FIG. 3 is an explanatory diagram illustrating an example of a process of calculating a coordinate deviation in a data processing unit in the imaging system of the present invention.

[Explanation of symbols]

 Reference Signs List 1 pulse generator 2 synchronization control unit 3 light emission control unit 4 ring illumination 5 CCD camera 6 data processing unit

 ────────────────────────────────────────────────── ─── Continued on the front page F term (reference) 2C250 EB26 EB27 EB29 EB38 EB43 2G051 AA34 AB11 BA20 BC02 BC03 CA04 CB01 CD06 CD07 DA01 DA05 EA12 ED23 5C054 AA01 CB04 CC05 CG01 CH04 EA01 FC01 HA02

Claims (1)

[Claims] 1. An imaging system for imaging a periodic image on a transferred web in synchronization with the period,
A transport detection unit, a synchronization control unit, a light emitting unit, an imaging unit, and a processing unit, wherein the transport detection unit detects a transport amount of the web, and the synchronization control unit determines the transport amount.
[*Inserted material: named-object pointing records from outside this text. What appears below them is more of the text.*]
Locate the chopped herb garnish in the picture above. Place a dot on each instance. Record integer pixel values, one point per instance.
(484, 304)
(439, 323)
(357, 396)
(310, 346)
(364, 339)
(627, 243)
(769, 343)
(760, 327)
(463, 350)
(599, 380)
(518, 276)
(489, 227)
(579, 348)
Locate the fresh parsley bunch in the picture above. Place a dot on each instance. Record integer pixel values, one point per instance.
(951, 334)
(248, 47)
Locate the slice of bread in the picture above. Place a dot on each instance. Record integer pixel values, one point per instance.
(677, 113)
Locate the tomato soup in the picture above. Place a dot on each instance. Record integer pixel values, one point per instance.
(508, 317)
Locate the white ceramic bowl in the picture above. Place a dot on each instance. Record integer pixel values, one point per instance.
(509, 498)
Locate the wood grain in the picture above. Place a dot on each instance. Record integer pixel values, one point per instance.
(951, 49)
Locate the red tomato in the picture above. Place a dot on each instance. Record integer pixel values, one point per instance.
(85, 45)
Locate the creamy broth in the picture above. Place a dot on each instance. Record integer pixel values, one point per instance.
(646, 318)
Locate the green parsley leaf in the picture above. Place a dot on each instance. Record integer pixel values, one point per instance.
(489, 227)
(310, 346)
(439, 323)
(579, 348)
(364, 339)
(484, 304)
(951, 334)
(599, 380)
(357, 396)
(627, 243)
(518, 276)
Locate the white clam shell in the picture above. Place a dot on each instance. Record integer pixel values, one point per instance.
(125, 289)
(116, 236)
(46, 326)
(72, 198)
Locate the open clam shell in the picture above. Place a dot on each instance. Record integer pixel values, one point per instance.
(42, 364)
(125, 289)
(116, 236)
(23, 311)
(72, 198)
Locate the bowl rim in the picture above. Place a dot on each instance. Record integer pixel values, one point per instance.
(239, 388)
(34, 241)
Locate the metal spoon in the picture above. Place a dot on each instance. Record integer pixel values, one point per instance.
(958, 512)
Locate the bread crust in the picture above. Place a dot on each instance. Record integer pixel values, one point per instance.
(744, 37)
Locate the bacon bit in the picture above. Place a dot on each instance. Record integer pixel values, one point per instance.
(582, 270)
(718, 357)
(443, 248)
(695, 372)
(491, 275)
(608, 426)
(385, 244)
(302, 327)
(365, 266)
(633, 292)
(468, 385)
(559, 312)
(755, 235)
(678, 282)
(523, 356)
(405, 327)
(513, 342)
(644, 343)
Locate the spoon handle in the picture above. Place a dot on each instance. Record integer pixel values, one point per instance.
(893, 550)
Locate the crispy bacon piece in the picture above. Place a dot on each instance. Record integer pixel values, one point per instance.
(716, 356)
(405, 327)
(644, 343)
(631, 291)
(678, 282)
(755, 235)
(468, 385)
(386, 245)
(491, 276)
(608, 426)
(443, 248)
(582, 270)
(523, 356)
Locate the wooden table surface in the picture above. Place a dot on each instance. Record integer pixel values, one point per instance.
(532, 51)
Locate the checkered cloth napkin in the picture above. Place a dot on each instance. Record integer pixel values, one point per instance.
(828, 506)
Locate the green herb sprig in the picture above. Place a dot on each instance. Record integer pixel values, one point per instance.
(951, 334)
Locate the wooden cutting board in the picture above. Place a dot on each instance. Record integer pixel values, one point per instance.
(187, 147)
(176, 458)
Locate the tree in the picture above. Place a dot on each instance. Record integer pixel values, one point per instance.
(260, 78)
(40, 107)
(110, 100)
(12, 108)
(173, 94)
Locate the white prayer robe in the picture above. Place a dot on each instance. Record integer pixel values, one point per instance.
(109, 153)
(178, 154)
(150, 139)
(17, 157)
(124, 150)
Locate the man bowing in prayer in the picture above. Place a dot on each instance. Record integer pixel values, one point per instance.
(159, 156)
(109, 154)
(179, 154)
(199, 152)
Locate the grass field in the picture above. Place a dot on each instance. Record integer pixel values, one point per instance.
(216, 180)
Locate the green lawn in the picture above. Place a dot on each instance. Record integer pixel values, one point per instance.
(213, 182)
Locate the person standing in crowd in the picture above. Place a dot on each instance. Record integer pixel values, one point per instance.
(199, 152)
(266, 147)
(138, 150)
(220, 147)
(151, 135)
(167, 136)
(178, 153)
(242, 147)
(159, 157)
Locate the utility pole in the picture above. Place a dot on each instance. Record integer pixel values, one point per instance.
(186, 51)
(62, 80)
Inputting the coordinate deviation output by the processing means, outputting a trigger at a timing to reduce the coordinate deviation, the light emitting means illuminating the web by inputting the trigger and flashing instantaneously, and the imaging means Captures the illuminated web and outputs an imaging signal, the processing unit receives the imaging signal to generate a captured image, compares the coordinates of the captured image with predetermined coordinates, and An imaging system, which outputs a coordinate deviation.